As for the 2016 election, Barone criticizes the likely economic policies of the two presumptive nominees.
“Hillary Clinton would increase regulatory burdens and increase the cost of employing people.”
“Donald Trump’s promise to ‘make America great again’ promises restoration of a rosily remembered but largely mythical past. Abrogating trade agreements won’t create half a million auto and steel jobs. Trump’s penchant for dealmaking and crony capitalism means propping up insiders and preventing job creation.”
There Are More White Voters Than People Think. That’s Good News for Trump.
New York Times: “New analysis by The Upshot shows that millions more white, older working-class voters went to the polls in 2012 than was found by exit polls on Election Day. This raises the prospect that Mr. Trump has a larger pool of potential voters than generally believed.”
“The data implies that Mr. Obama was not as weak among white voters as typically believed. He fared better than his predecessors among white voters outside the South… He would have won even if he had done as poorly among Latino voters as John Kerry.”
“This is all good news for Mr. Trump. There’s more room for him to make gains among white working-class voters than many assumed — enough to win without making gains among nonwhite or college-educated white voters.”
Public Opinion and Politics Out of Step With Realities of ACA
The Hill’s Lawrence R. Jacobs: “It’s policymaking 101: When a policy delivers benefits to people, support for the policy grows. Political scientists call situations like these “policy feedback loops,” and they are a big part of the story of how Social Security and Medicare became so entrenched in American life. But what happens if hyper-partisanship stops the loop? Consider the Affordable Care Act (ACA).”
“The numbers are stark. Monthly tracking polls show that 49 percent hold unfavorable views of the ACA versus just 38 percent holding favorable views. These assessments fly in the face of the ACA’s accomplishments.”

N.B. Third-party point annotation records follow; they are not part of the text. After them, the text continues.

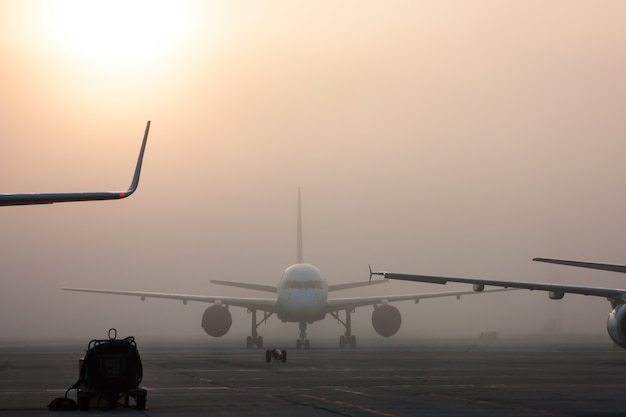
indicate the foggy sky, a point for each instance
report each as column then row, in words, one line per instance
column 443, row 137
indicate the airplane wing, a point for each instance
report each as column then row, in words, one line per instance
column 556, row 291
column 337, row 304
column 590, row 265
column 263, row 304
column 49, row 198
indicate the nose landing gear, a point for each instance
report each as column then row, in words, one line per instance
column 303, row 341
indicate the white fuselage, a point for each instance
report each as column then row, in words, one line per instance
column 302, row 294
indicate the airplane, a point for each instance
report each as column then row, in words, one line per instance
column 49, row 198
column 301, row 296
column 616, row 324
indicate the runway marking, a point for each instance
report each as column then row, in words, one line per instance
column 358, row 407
column 350, row 392
column 500, row 405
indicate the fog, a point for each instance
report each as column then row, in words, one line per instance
column 437, row 137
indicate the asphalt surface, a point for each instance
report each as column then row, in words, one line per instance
column 412, row 378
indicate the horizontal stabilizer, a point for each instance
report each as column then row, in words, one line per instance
column 591, row 265
column 337, row 287
column 257, row 287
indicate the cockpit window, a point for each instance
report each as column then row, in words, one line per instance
column 302, row 285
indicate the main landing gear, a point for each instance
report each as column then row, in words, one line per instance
column 302, row 342
column 255, row 340
column 348, row 339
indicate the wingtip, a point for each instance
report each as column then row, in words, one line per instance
column 135, row 182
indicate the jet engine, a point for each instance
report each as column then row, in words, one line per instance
column 386, row 320
column 616, row 325
column 216, row 321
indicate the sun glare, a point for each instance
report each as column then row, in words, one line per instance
column 117, row 34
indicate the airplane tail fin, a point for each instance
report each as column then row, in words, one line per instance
column 590, row 265
column 299, row 252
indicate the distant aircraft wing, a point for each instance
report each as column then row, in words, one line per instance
column 49, row 198
column 336, row 304
column 591, row 265
column 264, row 304
column 556, row 291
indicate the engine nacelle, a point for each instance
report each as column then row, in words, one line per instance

“Why have overall assessments of the ACA remained so divided and largely negative? The culprit, we found, is the political environment. Prevailing attitudes of distrust in government, strong partisanship and ingrained attitudes — not features of the law itself — are perpetuating the public’s negative opinion.”
More Older Americans Are Working, And Working More, Than They Used To
A Pew Research Center study examines the changing demographics of the work force.